Zimbabwe's economy is undoubtedly at a standstill, if not on a slippery slope. For many Zimbabweans, this creates a sense of déjà vu.The unprecedented crisis that pummelled the domestic economy in the decade to 2008 was as unpleasant as it was too ghastly to experience. Any feeling that the country is taking a trajectory back to that unpleasant era is likely to be as depressing as it would be alarming.
Yet that seems to be the mindset slowly creeping into the national psyche: The Zimbabwe Congress of Trade Unions (ZCTU) says it has noted an unprecedented level of retrenchments of up to 150 per week in the last two weeks of November, and that the figures have risen to almost 300 every week.
Describing the retrenchments as "alarming", the ZCTU urged government to "speedily put in place mechanisms to rejuvenate the economy and arrest a potentially explosive situation".
That feeling is shared by the majority of Zimbabweans, and the foreboding thought that this could get worse is already torturous.
The postponement of the 2014 National Budget presentation, traditionally done in November, and the failure by government to fully pay civil servants promised bonuses last month, has heightened fears Zimbabwe might indeed be facing, to borrow from the ZCTU, "a potentially explosive situation".
Things had slightly improved since political protagonists buried the hatchet and formed the inclusive government in 2009, ending political bickering that had worsened an economic crisis triggered by the expropriation of white-owned farmlands for redistribution to blacks just before 2000.
That inclusive government came to an end after July 31 elections that delivered a landslide victory to President Robert Mugabe's ZANU-PF, which now bears the exclusive burden of ensuring the economy does not drift back into a crisis.
The nation now hopes that through its Zimbabwe Agenda for Sustainable Socio-Economic Transformation document (Zim Asset), a blueprint created to shape the country's short-term economic revival, government will be able to take the country out of the danger zone.

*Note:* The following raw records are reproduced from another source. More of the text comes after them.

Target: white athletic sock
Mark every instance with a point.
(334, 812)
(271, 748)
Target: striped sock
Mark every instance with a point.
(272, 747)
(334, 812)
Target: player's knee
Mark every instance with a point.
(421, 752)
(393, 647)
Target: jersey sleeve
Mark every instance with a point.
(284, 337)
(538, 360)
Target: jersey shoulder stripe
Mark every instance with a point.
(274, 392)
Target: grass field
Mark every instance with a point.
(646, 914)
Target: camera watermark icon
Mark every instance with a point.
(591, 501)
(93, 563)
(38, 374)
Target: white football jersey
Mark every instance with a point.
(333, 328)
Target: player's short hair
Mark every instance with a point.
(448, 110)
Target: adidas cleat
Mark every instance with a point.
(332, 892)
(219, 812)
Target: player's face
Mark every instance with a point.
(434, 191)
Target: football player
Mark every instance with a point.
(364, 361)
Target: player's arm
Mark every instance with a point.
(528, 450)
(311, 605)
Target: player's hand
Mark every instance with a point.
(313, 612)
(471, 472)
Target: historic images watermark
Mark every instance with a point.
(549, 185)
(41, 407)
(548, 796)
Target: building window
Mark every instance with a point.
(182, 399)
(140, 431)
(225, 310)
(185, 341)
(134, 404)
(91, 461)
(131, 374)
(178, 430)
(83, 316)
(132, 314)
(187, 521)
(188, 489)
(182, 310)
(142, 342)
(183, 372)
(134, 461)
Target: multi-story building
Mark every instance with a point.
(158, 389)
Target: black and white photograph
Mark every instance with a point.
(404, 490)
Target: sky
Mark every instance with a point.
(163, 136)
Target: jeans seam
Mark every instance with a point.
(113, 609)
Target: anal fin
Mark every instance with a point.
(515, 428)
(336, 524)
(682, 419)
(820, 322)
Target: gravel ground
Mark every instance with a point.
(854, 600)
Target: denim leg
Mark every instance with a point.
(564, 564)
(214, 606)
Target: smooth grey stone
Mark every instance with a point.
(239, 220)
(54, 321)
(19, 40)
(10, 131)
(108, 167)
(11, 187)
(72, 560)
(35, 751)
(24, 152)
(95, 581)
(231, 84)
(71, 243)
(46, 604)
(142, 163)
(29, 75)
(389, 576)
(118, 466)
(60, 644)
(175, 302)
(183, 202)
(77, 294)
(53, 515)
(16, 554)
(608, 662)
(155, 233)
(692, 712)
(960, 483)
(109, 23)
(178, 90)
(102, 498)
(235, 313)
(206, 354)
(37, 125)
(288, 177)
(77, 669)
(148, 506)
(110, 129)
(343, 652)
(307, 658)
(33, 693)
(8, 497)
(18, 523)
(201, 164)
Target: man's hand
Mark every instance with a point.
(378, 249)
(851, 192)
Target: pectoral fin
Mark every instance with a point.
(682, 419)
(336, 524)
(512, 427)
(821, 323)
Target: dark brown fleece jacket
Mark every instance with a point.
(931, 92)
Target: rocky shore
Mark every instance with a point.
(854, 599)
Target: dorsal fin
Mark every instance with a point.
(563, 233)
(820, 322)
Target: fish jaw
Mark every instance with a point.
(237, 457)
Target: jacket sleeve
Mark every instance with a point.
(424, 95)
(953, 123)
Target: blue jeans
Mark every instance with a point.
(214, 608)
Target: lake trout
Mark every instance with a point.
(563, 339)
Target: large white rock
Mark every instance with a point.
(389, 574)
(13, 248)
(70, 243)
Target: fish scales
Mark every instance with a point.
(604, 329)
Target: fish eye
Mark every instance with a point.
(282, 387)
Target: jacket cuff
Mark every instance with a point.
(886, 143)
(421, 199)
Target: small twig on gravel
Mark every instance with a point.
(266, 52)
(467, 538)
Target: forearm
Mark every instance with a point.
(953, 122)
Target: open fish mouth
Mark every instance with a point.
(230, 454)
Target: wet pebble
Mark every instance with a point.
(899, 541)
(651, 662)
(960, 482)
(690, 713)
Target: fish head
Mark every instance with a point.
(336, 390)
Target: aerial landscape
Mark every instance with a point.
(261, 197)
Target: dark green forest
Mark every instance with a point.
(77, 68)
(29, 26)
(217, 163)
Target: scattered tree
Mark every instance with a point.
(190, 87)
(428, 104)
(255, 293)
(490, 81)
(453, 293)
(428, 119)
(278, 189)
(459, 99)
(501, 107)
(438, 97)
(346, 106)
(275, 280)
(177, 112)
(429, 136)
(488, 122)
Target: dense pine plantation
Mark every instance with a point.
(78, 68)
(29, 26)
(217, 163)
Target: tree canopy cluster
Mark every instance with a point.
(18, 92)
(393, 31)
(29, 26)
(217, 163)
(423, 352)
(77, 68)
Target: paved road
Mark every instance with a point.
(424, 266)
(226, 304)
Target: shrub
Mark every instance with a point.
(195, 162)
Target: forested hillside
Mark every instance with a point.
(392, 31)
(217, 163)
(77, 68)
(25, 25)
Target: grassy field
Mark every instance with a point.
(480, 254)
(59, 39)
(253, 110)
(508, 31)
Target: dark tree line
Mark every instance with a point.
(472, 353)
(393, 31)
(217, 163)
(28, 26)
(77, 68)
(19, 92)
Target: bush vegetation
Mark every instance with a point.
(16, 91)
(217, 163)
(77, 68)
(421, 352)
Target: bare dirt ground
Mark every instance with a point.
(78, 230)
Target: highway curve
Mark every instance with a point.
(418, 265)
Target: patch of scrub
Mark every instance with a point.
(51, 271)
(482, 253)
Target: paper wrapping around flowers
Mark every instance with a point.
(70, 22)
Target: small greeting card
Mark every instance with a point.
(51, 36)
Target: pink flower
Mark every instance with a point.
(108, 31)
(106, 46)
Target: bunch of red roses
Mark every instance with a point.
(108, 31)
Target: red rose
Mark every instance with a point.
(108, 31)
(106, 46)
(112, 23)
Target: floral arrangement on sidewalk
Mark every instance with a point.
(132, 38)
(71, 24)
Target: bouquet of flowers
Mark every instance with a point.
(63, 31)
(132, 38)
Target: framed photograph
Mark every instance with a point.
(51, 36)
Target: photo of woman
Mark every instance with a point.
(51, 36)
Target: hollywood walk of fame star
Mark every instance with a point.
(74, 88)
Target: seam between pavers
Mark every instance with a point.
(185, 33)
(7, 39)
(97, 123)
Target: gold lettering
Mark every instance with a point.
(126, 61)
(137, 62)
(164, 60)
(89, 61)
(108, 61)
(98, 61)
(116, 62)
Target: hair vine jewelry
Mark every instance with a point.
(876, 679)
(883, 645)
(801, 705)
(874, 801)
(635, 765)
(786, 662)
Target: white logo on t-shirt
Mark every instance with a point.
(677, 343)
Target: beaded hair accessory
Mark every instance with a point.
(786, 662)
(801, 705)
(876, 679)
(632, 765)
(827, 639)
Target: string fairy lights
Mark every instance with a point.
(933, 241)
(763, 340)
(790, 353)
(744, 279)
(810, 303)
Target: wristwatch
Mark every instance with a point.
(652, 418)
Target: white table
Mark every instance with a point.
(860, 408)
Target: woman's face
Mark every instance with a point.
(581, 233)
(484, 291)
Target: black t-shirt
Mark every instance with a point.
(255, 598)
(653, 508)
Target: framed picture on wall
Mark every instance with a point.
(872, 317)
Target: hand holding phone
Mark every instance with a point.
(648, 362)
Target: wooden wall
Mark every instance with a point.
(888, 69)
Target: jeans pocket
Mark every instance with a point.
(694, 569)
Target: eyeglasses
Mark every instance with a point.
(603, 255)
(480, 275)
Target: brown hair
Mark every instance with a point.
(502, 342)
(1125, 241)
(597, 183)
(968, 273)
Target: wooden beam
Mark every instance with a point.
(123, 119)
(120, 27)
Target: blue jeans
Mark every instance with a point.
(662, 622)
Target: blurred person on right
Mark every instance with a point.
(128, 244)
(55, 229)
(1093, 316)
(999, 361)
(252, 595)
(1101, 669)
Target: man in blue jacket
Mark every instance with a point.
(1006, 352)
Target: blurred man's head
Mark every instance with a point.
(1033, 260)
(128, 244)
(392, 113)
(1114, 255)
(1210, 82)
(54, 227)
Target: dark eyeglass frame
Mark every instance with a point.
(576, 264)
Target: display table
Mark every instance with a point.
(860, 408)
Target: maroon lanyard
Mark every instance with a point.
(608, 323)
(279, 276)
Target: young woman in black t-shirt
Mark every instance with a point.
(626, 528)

President Mugabe's office has promised that it will take direct interest in the implementation of this economic revival project.
Perhaps that signifies the fact that the country's leadership is seized with ensuring the economy works again, and that jobs are created, rather than lost.
The ZANU-PF party conference, which kick offs in Chinhoyi this week, has anchored its theme around Zim Asset.
We hope deliberations at the ruling party's annual convention will focus on revival of the economy and focus on making sure government rebuilds this country as enunciated by the Zim Asset document.